Firstly, this gives us the weekly activity using the "Magma" palette and a linear interpolation of the colors between the minimum and maximum commit counts:
Like before we see Laurent Montel and Christian Mollekopf as most consistent committers throughout the year 2017. That being said the new palette also allows us to see more things. First, it's not only that Laurent Montel is engaged every week it is also that he has more commits than anyone else almost each week! We can also now more clearly see unusual spikes of activities from Volker Krause and from Daniel Vrátil both on week 37.
I think that next I'll try to investigate why Laurent's commit count is so high and what happened on week 37 last year. But that will be for a next installment, stay tuned!

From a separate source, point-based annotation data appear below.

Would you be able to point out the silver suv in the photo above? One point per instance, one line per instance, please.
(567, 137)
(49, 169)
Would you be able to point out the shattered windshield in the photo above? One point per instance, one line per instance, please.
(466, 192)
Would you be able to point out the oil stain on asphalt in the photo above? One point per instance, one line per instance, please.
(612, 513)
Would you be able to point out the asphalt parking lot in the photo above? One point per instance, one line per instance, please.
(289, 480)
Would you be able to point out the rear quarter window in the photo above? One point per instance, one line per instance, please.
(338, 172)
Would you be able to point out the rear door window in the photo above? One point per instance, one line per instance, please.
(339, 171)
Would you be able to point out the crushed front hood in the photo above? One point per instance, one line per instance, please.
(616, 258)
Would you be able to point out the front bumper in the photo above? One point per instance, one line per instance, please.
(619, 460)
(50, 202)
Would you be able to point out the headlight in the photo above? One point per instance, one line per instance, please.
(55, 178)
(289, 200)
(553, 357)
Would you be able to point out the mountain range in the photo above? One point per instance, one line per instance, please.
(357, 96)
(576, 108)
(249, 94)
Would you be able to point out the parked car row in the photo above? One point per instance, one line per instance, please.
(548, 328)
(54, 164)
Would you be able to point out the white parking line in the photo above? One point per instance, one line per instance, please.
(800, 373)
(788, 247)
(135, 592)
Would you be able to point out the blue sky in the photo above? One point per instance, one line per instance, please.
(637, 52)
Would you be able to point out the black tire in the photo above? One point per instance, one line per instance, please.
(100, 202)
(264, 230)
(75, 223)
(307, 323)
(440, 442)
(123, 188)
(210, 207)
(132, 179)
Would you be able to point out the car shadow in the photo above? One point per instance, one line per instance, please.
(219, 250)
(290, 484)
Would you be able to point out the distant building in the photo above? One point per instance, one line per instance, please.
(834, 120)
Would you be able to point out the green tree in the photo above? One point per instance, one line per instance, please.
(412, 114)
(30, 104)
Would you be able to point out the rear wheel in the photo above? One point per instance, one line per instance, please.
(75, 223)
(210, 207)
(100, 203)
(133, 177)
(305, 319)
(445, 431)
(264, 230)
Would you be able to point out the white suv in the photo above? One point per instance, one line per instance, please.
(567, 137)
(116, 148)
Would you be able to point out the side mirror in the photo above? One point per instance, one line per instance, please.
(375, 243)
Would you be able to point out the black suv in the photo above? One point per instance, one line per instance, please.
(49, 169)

Secondly, this also gives us a new contributor network graph. I adjusted it in several ways: removed all visual clues on where the (0;0) point is, it's highly irrelevant but people seem to cling to it and try to interpret it; I also switched back to "Kamada & Kawai" for the force-directed layout since it's the one which helps the most to perceive the graph topology; finally I color coded the nodes depending on their centrality. For that last part I used the "Magma" palette again linearized on the full scale of centrality values of the graph. And since there are more than one definition of centrality I used the Degree Centrality. This is the simplest one and is a defined for a given node as "the fraction of nodes it is connected to". Since we's still in the mind set of finding out the contributors who collaborate with the most people through the files they commit too it's very suitable.
This time we don't even need to zoom in to spot the code KDEPIM contributors in 2017. With the color coding, we see right away again that Laurent Montel, Daniel Vratil and Volker Krause are the core contributors. It's much less guess work than the last time, we're backed by the color coded centrality metric now. We can also better see that Allen Winter, Sandro Knauß and David Faure are very central too, something that we missed the last time.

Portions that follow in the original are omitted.